Dressed, I straightened. “No one told me anything about demons.” As we stepped out of the alley, I saw that the thing Sandra had called a gallu was sniffing at a stupefied reveler who stumbled up the street unaware of what exactly stalked her. A car horn honked and a black sedan careened forward, dodging the parade debris of overturned trailers and prone bodies.
The reveler had enough sense to stumble out of the way as she made some obscene gesture. The gallu only turned and sniffed at the headlights. The car struck the creature head-on. The thing disintegrated into a cloud of ash and burning embers.
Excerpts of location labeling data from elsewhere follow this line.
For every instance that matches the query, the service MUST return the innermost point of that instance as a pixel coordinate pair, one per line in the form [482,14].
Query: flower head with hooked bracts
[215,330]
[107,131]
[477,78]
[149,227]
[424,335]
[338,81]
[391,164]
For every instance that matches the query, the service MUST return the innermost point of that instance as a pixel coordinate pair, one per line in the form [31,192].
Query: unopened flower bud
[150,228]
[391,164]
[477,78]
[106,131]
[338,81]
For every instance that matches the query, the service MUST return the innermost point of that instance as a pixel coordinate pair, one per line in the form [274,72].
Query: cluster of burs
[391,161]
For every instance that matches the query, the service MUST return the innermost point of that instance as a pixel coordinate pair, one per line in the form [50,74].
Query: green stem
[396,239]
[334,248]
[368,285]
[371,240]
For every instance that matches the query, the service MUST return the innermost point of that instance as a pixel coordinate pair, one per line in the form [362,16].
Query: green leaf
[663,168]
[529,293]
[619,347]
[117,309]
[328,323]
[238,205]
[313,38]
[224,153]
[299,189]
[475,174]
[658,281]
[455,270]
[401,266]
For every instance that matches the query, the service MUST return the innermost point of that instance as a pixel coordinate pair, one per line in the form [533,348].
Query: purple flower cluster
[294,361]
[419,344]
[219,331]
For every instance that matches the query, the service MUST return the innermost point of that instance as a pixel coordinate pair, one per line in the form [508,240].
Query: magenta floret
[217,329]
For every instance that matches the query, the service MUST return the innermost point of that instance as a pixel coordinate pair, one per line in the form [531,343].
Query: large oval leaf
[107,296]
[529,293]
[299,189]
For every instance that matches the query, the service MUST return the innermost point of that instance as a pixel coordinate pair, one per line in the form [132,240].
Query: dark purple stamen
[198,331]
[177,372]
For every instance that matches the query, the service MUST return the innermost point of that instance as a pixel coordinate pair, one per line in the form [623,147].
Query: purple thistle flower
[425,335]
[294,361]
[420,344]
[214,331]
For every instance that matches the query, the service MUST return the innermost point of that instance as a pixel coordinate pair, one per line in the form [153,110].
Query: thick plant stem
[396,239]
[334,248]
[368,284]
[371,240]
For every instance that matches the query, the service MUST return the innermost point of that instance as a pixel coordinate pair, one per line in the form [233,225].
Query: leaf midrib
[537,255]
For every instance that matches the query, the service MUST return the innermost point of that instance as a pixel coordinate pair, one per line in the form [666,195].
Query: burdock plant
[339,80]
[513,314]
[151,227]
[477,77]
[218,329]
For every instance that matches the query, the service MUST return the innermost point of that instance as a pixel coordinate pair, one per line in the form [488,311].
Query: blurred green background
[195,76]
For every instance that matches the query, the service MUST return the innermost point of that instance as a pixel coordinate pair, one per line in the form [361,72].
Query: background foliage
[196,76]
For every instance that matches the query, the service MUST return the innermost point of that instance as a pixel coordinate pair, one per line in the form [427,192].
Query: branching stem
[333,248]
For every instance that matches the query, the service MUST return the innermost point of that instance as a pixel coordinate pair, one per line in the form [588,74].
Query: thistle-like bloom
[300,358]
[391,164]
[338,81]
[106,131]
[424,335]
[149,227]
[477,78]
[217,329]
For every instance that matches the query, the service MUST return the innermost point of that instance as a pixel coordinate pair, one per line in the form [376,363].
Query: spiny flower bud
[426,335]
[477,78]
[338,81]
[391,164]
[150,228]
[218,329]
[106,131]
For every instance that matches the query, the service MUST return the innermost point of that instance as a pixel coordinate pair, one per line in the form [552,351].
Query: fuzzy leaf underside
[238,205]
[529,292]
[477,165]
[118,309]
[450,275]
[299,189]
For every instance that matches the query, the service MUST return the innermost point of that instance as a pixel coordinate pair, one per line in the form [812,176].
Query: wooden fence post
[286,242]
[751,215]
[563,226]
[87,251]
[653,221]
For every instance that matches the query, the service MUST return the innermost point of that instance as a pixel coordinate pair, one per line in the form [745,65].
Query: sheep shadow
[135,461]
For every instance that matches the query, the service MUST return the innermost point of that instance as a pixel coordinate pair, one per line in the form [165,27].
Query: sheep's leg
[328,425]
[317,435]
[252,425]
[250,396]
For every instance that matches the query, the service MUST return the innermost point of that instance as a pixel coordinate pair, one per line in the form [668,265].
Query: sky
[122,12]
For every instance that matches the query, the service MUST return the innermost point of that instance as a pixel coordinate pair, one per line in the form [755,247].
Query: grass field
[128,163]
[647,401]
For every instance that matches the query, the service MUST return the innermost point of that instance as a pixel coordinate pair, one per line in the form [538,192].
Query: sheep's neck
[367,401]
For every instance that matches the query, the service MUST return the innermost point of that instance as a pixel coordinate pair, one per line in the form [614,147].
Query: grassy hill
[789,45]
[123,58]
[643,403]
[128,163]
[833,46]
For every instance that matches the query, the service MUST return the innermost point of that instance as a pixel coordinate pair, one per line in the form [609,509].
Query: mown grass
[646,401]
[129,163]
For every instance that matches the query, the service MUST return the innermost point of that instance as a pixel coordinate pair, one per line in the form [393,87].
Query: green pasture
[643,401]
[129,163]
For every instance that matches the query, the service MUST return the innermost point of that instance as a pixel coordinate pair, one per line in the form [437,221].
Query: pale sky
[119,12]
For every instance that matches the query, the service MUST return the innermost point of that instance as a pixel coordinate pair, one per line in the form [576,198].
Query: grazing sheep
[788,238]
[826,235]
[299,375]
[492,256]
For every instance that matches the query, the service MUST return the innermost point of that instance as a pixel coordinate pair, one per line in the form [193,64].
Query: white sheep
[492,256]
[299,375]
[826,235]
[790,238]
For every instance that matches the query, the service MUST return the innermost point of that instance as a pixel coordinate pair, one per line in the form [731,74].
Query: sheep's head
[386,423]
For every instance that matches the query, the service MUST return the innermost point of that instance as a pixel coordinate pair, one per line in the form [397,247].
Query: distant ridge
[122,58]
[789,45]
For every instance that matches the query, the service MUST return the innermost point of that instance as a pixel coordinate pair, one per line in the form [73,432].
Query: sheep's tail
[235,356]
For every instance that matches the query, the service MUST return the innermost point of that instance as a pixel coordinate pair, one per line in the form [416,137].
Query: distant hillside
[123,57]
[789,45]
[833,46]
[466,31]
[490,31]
Juliette, along with four other women in black, exited the car. Sandra dragged me to them.
“We’ve got our work cut out for us tonight,” Juliette said, eyeing me shrewdly. She looked to the others and began to give instructions.
“Rally everyone at this point,” she said. “Kill anything that comes out of there. When the cops show up, I want you to fall back, but keep an eye on things.”
To my surprise, their faces were young, their eyes glued to their leader. This was a far cry from Aunt Quinn and those spoiled, squabbling old biddies I remembered from the summer of ’83. Juliette instructed them with brisk care. She then turned to us and touched Sandra’s shoulder.